“Por experiência própria como mãe de ex membro, tenho minha opinião formada sobre os Arautos do Evangelho. Eu vivi essa experiência de ver seu filho mudando de comportamento, se transformando em alguém irreconhecível e não entender o que estava acontecendo. E esse foi o principal motivo de ter retirado meu filho da instituição.
Não foi e nem é fácil aceitar tudo que aconteceu e mais difícil ainda entender do que somos vítimas. É preciso buscar informações sobre o assunto e se preparar para um longo processo de readaptação. E só depois de aproximados 30 dias que conheci um grupo de MÃES.
Uma rede de solidariedade que ajuda às famílias vítimas dos Arautos do Evangelho, as histórias de dor e sofrimento dessas pessoas são compartilhadas na tentativa de entender o que viveram.

Na tentativa de voltar a viver normalmente e amenizar o trauma que minha família e eu  passamos, me desliguei das redes sociais, não participo de grupos de whatsApp, comecei acompanhamento psicológico e me ocupei com os cuidados à minha família.
Logo veio a primeira surpresa, recebi um e-mail divulgando o link de um blog com uma mensagem dizendo para eu não entrar mais em contato.
NUNCA ENTREI EM CONTATO COM ESSA PESSOA, NÃO CONHEÇO O REMETENTE.

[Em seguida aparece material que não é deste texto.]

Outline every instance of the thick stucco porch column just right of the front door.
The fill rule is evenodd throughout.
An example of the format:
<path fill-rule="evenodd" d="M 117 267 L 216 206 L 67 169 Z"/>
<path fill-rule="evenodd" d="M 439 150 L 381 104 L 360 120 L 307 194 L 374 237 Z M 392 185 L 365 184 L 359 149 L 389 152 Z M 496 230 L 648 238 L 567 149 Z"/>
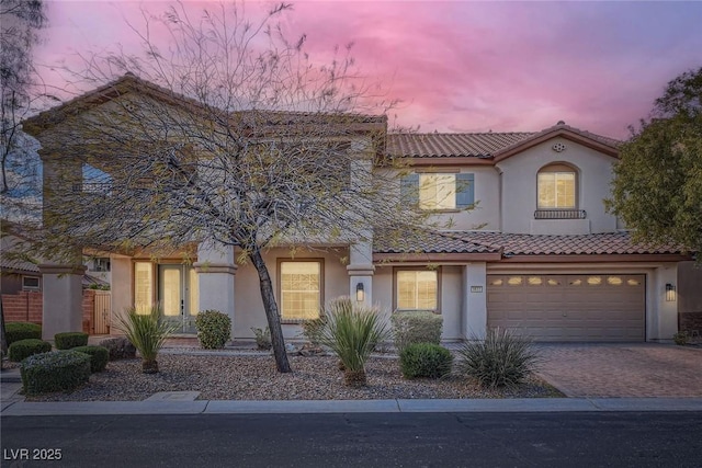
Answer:
<path fill-rule="evenodd" d="M 234 336 L 234 277 L 237 265 L 230 246 L 202 242 L 197 246 L 199 310 L 218 310 L 231 319 Z"/>

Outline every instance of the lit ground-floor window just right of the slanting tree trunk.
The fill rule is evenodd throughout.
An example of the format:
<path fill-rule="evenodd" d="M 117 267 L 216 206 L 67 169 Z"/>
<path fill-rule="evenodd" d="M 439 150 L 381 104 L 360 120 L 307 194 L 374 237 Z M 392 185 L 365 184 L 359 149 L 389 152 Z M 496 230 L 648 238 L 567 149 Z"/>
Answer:
<path fill-rule="evenodd" d="M 322 304 L 320 261 L 279 262 L 281 319 L 301 321 L 319 317 Z"/>

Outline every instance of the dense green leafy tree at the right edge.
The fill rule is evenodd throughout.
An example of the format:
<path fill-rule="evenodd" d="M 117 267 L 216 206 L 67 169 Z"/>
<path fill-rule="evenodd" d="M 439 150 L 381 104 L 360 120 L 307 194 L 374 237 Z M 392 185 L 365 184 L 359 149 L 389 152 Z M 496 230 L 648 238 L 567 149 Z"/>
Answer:
<path fill-rule="evenodd" d="M 632 128 L 605 204 L 638 239 L 702 252 L 702 68 L 670 81 Z"/>

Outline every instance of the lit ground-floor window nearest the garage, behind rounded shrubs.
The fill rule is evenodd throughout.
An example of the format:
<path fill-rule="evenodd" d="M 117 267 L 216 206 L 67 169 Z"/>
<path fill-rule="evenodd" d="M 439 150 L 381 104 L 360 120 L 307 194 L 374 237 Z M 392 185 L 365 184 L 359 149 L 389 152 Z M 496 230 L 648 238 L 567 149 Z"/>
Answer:
<path fill-rule="evenodd" d="M 399 270 L 395 278 L 398 310 L 439 309 L 439 278 L 435 271 Z"/>

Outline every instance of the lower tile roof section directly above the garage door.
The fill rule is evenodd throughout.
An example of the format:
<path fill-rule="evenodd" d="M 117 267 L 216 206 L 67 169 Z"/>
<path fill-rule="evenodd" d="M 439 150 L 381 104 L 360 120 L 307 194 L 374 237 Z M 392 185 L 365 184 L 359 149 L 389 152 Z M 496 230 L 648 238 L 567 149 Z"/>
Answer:
<path fill-rule="evenodd" d="M 485 246 L 499 246 L 510 255 L 596 255 L 681 253 L 673 244 L 649 246 L 634 242 L 630 232 L 581 236 L 517 235 L 500 232 L 453 232 L 460 239 Z"/>

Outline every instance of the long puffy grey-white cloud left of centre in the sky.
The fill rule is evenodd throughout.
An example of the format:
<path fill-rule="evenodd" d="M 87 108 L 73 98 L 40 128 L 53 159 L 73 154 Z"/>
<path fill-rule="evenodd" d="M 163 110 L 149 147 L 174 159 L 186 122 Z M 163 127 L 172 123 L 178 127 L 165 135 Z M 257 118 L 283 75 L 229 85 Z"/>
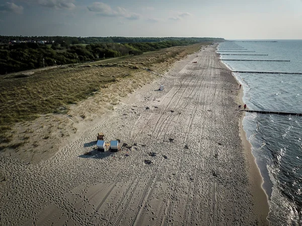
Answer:
<path fill-rule="evenodd" d="M 140 18 L 139 14 L 131 13 L 122 7 L 117 7 L 116 10 L 113 10 L 109 5 L 101 2 L 93 3 L 87 9 L 102 17 L 122 17 L 128 20 L 138 20 Z"/>

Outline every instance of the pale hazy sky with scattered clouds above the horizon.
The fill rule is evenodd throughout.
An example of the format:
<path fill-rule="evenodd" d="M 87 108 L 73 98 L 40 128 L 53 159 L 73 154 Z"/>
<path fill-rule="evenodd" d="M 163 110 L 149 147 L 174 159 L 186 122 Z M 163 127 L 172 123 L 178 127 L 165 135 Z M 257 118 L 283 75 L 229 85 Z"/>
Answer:
<path fill-rule="evenodd" d="M 302 39 L 302 0 L 0 0 L 0 35 Z"/>

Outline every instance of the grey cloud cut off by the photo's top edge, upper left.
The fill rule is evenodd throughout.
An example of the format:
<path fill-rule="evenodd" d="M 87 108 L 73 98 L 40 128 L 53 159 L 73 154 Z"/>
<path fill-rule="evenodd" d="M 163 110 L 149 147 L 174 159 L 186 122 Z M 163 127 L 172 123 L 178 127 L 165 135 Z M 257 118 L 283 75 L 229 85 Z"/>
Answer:
<path fill-rule="evenodd" d="M 73 10 L 75 8 L 73 4 L 74 0 L 28 0 L 26 2 L 42 7 L 62 10 Z"/>

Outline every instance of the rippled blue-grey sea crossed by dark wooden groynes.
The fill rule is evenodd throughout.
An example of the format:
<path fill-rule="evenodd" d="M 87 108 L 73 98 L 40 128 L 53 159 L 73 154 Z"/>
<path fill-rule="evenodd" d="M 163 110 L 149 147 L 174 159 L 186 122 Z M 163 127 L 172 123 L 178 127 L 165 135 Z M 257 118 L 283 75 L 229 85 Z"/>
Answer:
<path fill-rule="evenodd" d="M 264 179 L 270 224 L 302 225 L 302 117 L 294 115 L 302 113 L 302 40 L 227 41 L 217 53 L 231 70 L 249 71 L 234 73 L 249 109 L 292 113 L 246 112 L 243 128 Z M 257 61 L 230 61 L 236 59 Z"/>

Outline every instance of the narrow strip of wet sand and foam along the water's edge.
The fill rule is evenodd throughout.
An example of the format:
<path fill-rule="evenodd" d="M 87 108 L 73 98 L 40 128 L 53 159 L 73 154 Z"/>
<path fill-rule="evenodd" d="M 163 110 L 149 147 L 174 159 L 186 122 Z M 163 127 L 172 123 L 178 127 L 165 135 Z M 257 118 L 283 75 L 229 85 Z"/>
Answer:
<path fill-rule="evenodd" d="M 221 56 L 219 56 L 219 58 L 221 59 Z M 221 63 L 223 65 L 225 65 L 226 68 L 228 68 L 228 70 L 230 70 L 232 72 L 232 69 L 226 65 L 222 60 Z M 240 81 L 236 78 L 235 74 L 232 72 L 232 75 L 234 76 L 234 78 L 236 79 L 238 84 L 241 84 Z M 241 105 L 244 105 L 244 101 L 243 101 L 243 97 L 244 97 L 244 91 L 243 91 L 243 86 L 240 88 L 240 90 L 238 91 L 238 101 Z M 266 217 L 264 219 L 264 221 L 266 221 L 267 225 L 269 225 L 269 221 L 268 221 L 268 215 L 270 212 L 270 206 L 269 206 L 269 198 L 268 195 L 266 194 L 264 188 L 263 188 L 263 177 L 261 175 L 260 172 L 260 168 L 257 165 L 256 162 L 256 158 L 252 153 L 252 144 L 248 141 L 247 136 L 246 136 L 246 132 L 243 129 L 243 120 L 246 116 L 246 112 L 243 112 L 242 116 L 239 118 L 239 128 L 240 128 L 240 134 L 239 136 L 242 139 L 242 143 L 244 146 L 244 152 L 245 152 L 245 157 L 248 163 L 248 176 L 254 191 L 253 197 L 255 200 L 255 204 L 256 204 L 256 208 L 255 208 L 255 212 L 258 212 L 258 215 L 265 215 L 263 214 L 264 212 L 266 212 Z M 266 201 L 264 201 L 266 200 Z"/>

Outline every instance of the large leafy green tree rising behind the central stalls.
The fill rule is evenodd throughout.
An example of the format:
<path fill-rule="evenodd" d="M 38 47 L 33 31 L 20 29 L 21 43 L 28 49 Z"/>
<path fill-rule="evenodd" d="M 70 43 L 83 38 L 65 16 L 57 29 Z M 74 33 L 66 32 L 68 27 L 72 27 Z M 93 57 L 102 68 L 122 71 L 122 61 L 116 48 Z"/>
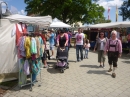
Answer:
<path fill-rule="evenodd" d="M 93 23 L 102 18 L 104 8 L 91 0 L 24 0 L 26 11 L 31 14 L 51 15 L 65 23 Z"/>

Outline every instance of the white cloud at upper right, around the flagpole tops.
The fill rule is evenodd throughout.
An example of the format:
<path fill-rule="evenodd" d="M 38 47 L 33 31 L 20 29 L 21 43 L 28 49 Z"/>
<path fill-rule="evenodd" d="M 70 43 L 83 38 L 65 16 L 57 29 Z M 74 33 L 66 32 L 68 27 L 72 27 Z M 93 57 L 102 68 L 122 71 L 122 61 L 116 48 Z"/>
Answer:
<path fill-rule="evenodd" d="M 123 4 L 123 0 L 99 0 L 97 2 L 100 6 L 103 6 L 105 10 L 108 10 L 108 7 L 112 9 L 112 7 L 118 6 L 120 7 Z"/>

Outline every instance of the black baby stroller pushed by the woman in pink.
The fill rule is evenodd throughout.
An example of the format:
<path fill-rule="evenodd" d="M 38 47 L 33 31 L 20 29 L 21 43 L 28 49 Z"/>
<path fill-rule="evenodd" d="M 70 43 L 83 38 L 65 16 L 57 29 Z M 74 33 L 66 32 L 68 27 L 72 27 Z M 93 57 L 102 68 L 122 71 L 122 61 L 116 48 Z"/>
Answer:
<path fill-rule="evenodd" d="M 68 60 L 68 49 L 66 47 L 58 47 L 57 48 L 57 63 L 55 69 L 59 68 L 61 73 L 64 73 L 64 70 L 69 68 L 67 63 Z"/>

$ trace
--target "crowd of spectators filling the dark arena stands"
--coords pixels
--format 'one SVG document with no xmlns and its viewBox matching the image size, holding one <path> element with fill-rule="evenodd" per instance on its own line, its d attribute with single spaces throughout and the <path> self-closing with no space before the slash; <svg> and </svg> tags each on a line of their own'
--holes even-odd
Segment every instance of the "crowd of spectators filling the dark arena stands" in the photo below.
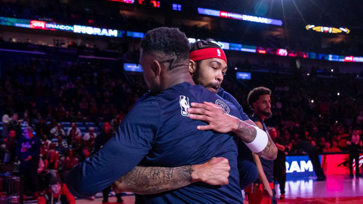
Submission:
<svg viewBox="0 0 363 204">
<path fill-rule="evenodd" d="M 52 177 L 64 179 L 73 166 L 99 150 L 99 144 L 114 135 L 133 104 L 147 93 L 140 75 L 128 76 L 119 67 L 95 60 L 3 59 L 0 133 L 2 147 L 11 157 L 2 173 L 25 168 L 13 164 L 28 159 L 20 146 L 25 144 L 21 141 L 31 140 L 24 139 L 28 127 L 40 141 L 32 157 L 40 160 L 28 178 L 37 179 L 39 186 L 33 185 L 28 193 L 42 190 Z M 250 89 L 272 90 L 273 116 L 266 124 L 288 142 L 289 154 L 304 153 L 298 147 L 301 140 L 320 152 L 347 151 L 352 132 L 362 134 L 362 85 L 361 80 L 344 76 L 325 79 L 301 73 L 256 72 L 251 81 L 239 82 L 234 70 L 222 83 L 248 115 L 252 114 L 247 103 Z M 363 147 L 362 140 L 359 145 Z"/>
</svg>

E-MAIL RECEBIDO EM JULHO DE 2019

Não respondi e resolvi ignorar.

O Segundo contato, também via e – mail, com um anexo onde contia a falsificação de um documento público me informando que eu estava sendo processada.

DOCUMENTO FALSO

O terceiro e-mail havia em anexo um vídeo montagem com conversas sobre um processo e um texto sem sentido

Nos últimos dias, amigos próximos que sabiam do meu desligamento das redes sociais, me avisaram sobre um PERFIL FAKE no FACEBOOK. Entraram na rede social de um familiar, pegaram fotos minhas e de MEU FILHO e criaram um perfil falso. Adicionaram pessoas de um grupo de EX INTEGRANTES DOS ARAUTOS DO EVANGELHO no facebook, conversou com amigos se passando por mim.

Meu filho recebeu alguns vídeos em sua caixa de mensagem com perfis que não conhece.

Os emails são sempre em tons de ameaça “não entre mais em contato” “veja o outro lado da história” “me tira dessa parada” “não faça isso” “quem é a próxima vítima”
Respondi a pessoa e pedi para não entrar mais em contato comigo.
Não sei onde conseguiram meu endereço de e-mail.

A minha dúvida é quem está promovendo isso… Quem são as pessoas ou o grupo de pessoas responsáveis por isso. Qual objetivo?
Hoje, após um cruto prazo longe dos Arautos do Evangelho, meu filho já voltou a sorrir, me abraça, me conta os momentos vividos e omitidos dentro da instituição.
Não tenho a menor dúvida que trazê-lo de volta para o LAR foi a melhor decisão.”